Domicile of Akosua Serwaa Antwi

Akosua Serwaa Antwi’s domicile is more complex to trace due to her age during initial relocations and her subsequent personal choices. Born in 1989 in Ghana, where her parents were domiciled, Akosua’s domicile of origin is Ghana. Under traditional English law, a child’s domicile is typically dependent on that of their parents, specifically the father, during their minority (Re Beaumont, 1893). From 1989 to 1999, while the family remained in Ghana, Akosua’s domicile unequivocally aligned with that of her parents in Ghana. Upon the family’s relocation to England in 1999, and later to Sierra Leone in 2004, Akosua, still a minor, would have retained a domicile of dependence tied to her parents’ domicile, which, as argued earlier, remained in Ghana.

However, upon reaching the age of majority, traditionally 18 under English law, Akosua gained the capacity to establish her own domicile of choice (Cheshire, North & Fawcett, 2017). In 2009, at the age of 20, Akosua returned to England, married an Englishman, and settled there permanently. This act of returning to England, combined with her expressed intention—prior to turning 20—to make England her home one day, suggests the acquisition of a domicile of choice in England. The legal principle in Bell v Kennedy (1868) supports this conclusion, as her physical presence in England, coupled with her marriage to an Englishman and clear intent to settle, indicates a permanent connection to the jurisdiction.
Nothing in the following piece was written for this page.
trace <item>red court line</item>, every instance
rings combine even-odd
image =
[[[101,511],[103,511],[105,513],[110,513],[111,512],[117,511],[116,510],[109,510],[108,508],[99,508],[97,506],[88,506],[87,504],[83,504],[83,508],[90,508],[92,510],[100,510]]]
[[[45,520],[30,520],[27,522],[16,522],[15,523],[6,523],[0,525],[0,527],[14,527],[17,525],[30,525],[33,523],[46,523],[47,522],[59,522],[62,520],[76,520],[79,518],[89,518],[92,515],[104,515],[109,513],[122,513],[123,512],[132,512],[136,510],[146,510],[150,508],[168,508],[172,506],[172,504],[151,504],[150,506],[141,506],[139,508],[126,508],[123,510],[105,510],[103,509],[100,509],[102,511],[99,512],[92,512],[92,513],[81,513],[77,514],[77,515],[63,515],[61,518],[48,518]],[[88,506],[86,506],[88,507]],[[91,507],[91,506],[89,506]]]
It is worth noting that Akosua maintained contact with friends in England even while residing in Sierra Leone, further evidencing her affinity for England as her intended permanent home. Generally, a domicile of choice is not easily displaced unless there is evidence of a shift in intention and residence to another jurisdiction (Winans v Attorney-General, 1904). There is no indication in the facts that Akosua’s ties to England have weakened since 2009; therefore, her domicile remains in England from the age of 20 onwards. Indeed, her parents’ subsequent return to Ghana does not appear to influence her domicile, as she had already established an independent legal status by this time.

Conclusion

In summary, this analysis has traced the domiciles of Mr. and Mrs. Antwi and Akosua Serwaa Antwi through their various relocations, applying principles from conflict of laws and relevant case law. Mr. and Mrs. Antwi’s domicile remained in Ghana from 1989 onwards, as their stays in England and Sierra Leone, though significant, lacked the necessary intention to establish a domicile of choice. Their eventual return to Ghana aligns with their expressed long-term intent, reinforcing this conclusion. Akosua, on the other hand, initially shared her parents’ domicile in Ghana through dependence but acquired a domicile of choice in England upon turning 20 in 2009, driven by her marriage, settlement, and prior intention to make England her home. These determinations highlight the nuanced interplay of residence, intention, and personal circumstances in establishing domicile. The implications of such findings are significant in legal contexts, as domicile affects jurisdiction over personal matters, underscoring the importance of clear legal tests and evidence in transnational cases.

References

  • Cheshire, G. C., North, P. M., & Fawcett, J. J. (2017) Private International Law. 15th ed. Oxford University Press.
  • Bell v Kennedy (1868) LR 1 Sc & Div 307.
  • Ramsay v Liverpool Royal Infirmary [1930] AC 588.
  • Re Beaumont [1893] 3 Ch 490.
  • Udny v Udny (1869) LR 1 Sc & Div 441.
  • Winans v Attorney-General [1904] AC 287.